Vercel Confirms Expanded Fallout from Internal Systems Attack, Affects More Customers Than Initially Reported

Vercel’s Internal Systems Breach Expands to More Customers

Vercel has confirmed that the fallout from an attack on its internal systems has affected more customers than initially reported. The company, which provides cloud infrastructure and developer tools, including the widely used Next.js platform, maintains that only a “small number” of accounts were compromised. However, Vercel has not yet disclosed the exact number or range of incidents linked to the breach.

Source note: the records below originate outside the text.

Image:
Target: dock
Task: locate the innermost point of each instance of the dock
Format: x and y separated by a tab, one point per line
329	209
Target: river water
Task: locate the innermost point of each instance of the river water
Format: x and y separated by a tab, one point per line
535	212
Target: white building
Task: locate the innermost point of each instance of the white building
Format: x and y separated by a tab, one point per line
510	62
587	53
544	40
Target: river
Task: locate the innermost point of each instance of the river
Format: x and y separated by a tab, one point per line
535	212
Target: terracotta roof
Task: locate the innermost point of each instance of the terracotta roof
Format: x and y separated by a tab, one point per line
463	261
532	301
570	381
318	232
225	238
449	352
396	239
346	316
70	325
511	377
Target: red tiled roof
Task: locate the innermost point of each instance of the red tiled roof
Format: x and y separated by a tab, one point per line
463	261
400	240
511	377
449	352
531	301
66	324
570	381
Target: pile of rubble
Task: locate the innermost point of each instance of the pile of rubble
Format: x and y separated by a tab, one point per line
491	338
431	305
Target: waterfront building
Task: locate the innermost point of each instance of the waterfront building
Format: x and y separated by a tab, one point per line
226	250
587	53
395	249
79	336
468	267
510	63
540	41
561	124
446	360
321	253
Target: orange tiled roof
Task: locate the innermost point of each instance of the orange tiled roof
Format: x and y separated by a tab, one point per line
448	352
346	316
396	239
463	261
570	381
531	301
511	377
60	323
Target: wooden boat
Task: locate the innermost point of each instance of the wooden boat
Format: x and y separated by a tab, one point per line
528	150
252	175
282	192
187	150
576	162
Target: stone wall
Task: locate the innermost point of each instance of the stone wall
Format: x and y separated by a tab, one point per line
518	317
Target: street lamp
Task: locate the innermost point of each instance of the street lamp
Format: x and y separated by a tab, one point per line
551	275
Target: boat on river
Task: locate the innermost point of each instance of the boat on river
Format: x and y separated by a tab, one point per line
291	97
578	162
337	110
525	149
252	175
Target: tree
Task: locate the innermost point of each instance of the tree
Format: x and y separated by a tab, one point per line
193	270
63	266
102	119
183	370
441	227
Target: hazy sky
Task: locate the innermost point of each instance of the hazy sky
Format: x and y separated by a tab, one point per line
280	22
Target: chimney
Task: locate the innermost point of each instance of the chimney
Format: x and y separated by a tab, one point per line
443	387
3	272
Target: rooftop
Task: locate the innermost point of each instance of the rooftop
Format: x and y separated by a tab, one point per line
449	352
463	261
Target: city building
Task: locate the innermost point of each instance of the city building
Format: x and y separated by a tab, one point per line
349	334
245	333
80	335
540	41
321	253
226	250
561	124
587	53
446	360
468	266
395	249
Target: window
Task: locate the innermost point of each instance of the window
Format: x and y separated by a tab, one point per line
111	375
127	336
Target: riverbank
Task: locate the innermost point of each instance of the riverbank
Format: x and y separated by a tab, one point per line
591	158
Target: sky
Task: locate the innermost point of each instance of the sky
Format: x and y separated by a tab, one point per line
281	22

Vercel CEO Guillermo Rauch stated in a post on X that the company and its partners analyzed nearly a petabyte of logs across the Vercel network and API. Their findings indicate that malicious activity extends beyond the initial attack, which originated at Context.ai, a third-party AI tool.

“Threat intel points to the distribution of malware to computers in search of valuable tokens like keys to Vercel accounts and other providers,” Rauch said. “Once the attacker gets ahold of those keys, our logs show a repeated pattern: rapid and comprehensive API usage, with a focus on enumeration of non-sensitive environment variables.”

The attack highlights the risks posed by interconnected systems that rely on OAuth tokens, trusted relationships, and overly privileged permissions. Munish Walther-Puri, head of critical digital infrastructure at TPO Group, emphasized the role of trust in the breach, stating,

“The real vulnerability was trust, not technology. OAuth turned a productivity app into a backdoor. Every AI tool an employee connects to their work account is now a potential attack surface.”

An attacker reportedly traversed Vercel’s internal systems to steal and decrypt customer data, including environment variables, creating significant downstream risks. Vercel attributes the breach to Context.ai, which was used by one of its employees.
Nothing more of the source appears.